In partnership with APG

By Kaitlyn Gomez

Image credit: Naked Nutrition

There is a particular kind of cultural shift that only becomes visible in retrospect. It does not announce itself with a manifesto or a movement. It accumulates in small individual decisions, in the slow migration of consumer choices from one set of values to another, until one day you look around and realise something has fundamentally changed and you cannot quite identify the moment it happened.

The shift in how a significant portion of British consumers relate to what goes into their bodies is that kind of change. It did not start with a single event. It started with a question, a quiet, persistent, increasingly hard-to-ignore question that kept surfacing at the kitchen table, at the farmers’ market, in the changing room, and eventually on the back of a protein tub: what is actually in this, and why won’t anyone say so?

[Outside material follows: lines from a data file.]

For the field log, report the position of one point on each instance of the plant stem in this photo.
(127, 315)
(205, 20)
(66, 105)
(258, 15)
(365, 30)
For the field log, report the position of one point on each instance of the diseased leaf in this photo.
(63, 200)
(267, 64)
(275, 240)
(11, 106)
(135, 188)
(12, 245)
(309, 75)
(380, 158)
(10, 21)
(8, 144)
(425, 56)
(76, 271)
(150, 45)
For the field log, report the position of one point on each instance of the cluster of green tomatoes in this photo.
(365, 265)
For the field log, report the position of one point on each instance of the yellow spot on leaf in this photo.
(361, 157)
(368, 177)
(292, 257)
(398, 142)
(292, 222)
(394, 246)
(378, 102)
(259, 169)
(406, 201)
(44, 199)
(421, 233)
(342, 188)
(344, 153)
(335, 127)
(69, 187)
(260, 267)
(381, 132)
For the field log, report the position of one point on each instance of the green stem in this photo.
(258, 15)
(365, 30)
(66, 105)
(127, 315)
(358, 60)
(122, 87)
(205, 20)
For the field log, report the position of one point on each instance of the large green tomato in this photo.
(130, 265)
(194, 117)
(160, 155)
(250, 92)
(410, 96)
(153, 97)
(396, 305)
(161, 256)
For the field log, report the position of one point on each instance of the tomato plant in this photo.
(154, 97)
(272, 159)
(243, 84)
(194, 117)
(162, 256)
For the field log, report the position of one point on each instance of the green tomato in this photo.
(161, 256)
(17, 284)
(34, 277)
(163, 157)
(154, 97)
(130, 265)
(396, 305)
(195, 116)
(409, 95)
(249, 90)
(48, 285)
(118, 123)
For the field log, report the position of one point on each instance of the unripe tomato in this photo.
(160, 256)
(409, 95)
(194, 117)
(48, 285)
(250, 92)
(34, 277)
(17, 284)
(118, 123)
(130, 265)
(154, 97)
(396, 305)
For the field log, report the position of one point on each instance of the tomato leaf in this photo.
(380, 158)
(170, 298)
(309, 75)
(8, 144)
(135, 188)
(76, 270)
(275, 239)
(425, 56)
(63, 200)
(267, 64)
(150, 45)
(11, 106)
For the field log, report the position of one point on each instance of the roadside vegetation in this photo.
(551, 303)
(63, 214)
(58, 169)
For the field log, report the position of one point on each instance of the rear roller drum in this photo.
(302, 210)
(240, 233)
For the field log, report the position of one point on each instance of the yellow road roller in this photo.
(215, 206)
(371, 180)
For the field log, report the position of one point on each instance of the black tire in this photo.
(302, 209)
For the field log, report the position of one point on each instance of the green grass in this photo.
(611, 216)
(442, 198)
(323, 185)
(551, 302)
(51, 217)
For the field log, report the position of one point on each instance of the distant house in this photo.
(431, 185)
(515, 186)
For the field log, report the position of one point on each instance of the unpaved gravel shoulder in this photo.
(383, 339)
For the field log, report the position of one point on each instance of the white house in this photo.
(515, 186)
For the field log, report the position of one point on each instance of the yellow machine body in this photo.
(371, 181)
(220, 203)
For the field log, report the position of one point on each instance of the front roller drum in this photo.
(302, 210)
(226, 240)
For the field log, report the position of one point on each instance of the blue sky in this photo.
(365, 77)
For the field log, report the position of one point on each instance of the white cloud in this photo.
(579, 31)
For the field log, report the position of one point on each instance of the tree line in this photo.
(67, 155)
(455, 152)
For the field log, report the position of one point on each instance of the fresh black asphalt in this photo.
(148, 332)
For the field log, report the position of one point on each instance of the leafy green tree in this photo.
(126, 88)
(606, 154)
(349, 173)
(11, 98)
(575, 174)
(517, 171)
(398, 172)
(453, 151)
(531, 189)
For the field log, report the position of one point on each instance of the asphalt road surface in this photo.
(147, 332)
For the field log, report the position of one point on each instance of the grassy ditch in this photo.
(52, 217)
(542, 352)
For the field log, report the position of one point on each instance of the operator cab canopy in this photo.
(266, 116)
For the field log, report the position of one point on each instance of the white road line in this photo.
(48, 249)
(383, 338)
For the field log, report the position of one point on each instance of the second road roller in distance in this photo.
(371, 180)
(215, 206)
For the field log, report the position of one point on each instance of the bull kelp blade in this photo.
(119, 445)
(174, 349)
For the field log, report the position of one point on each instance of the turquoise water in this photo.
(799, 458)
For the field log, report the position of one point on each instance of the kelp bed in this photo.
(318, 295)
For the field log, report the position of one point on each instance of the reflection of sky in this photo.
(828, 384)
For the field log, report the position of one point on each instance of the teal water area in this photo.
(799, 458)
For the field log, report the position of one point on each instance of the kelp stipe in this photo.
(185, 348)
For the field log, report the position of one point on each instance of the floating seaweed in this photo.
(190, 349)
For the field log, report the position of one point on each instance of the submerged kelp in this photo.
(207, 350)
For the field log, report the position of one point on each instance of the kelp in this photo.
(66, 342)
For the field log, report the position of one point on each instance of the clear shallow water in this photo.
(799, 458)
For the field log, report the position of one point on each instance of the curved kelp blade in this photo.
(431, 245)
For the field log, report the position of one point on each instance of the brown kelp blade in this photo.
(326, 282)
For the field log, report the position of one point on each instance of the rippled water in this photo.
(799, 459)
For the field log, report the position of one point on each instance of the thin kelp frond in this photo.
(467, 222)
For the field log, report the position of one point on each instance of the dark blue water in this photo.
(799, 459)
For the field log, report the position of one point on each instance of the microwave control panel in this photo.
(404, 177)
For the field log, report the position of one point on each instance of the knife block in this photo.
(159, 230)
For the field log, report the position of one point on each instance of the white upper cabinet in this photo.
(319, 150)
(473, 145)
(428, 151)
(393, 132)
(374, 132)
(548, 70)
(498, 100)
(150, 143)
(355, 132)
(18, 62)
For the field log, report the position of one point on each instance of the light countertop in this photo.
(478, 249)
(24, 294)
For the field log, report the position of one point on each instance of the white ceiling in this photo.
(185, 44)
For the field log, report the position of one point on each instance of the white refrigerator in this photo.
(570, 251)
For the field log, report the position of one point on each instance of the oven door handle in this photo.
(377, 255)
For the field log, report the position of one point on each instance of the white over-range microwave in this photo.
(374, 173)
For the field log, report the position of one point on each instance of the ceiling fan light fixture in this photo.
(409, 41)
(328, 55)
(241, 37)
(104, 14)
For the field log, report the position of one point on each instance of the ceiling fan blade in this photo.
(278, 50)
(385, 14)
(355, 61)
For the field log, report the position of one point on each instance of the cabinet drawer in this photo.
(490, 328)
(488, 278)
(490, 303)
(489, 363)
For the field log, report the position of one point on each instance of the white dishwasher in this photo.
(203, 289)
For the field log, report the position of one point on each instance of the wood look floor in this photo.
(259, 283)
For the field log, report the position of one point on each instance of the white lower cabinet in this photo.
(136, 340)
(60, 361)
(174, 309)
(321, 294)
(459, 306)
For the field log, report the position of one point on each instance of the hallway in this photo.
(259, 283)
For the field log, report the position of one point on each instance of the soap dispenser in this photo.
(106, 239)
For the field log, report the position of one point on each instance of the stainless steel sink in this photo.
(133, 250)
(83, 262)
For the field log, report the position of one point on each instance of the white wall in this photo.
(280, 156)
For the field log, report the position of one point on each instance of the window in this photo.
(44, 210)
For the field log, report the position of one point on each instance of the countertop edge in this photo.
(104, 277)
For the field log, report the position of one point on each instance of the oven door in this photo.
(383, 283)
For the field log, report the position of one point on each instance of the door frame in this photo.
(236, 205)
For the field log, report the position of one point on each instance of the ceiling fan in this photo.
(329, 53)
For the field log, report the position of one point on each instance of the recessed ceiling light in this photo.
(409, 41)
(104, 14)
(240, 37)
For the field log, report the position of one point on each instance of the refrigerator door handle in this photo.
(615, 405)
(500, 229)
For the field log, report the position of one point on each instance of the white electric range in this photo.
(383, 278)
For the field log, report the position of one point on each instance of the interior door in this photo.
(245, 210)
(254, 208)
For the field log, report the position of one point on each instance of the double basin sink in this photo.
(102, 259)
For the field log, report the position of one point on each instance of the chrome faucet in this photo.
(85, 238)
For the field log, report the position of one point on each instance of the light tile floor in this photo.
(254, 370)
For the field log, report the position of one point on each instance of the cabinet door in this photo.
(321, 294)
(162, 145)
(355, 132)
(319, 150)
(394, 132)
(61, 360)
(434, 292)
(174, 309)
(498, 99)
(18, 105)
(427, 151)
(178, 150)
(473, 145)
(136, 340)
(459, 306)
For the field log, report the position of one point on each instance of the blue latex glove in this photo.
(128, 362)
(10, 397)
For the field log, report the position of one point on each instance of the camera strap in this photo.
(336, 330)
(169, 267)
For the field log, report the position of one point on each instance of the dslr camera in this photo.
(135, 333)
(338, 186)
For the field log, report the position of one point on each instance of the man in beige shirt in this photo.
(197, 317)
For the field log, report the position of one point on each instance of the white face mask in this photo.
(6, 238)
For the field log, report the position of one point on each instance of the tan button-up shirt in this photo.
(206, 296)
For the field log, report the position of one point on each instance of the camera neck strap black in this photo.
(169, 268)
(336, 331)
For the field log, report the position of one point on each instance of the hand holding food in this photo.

The answer to that question, repeated across a decade and a half of purchasing decisions, has reshaped the food industry, the drinks industry, the fashion industry, and increasingly the wellness industry in ways that make for one of the more interesting cultural stories of the early twenty-first century. Strip it back. Keep it real. Show your working. The values sound almost aggressively simple. The fact that they constitute a genuine counterculture tells you something uncomfortable about how the alternative has been operating.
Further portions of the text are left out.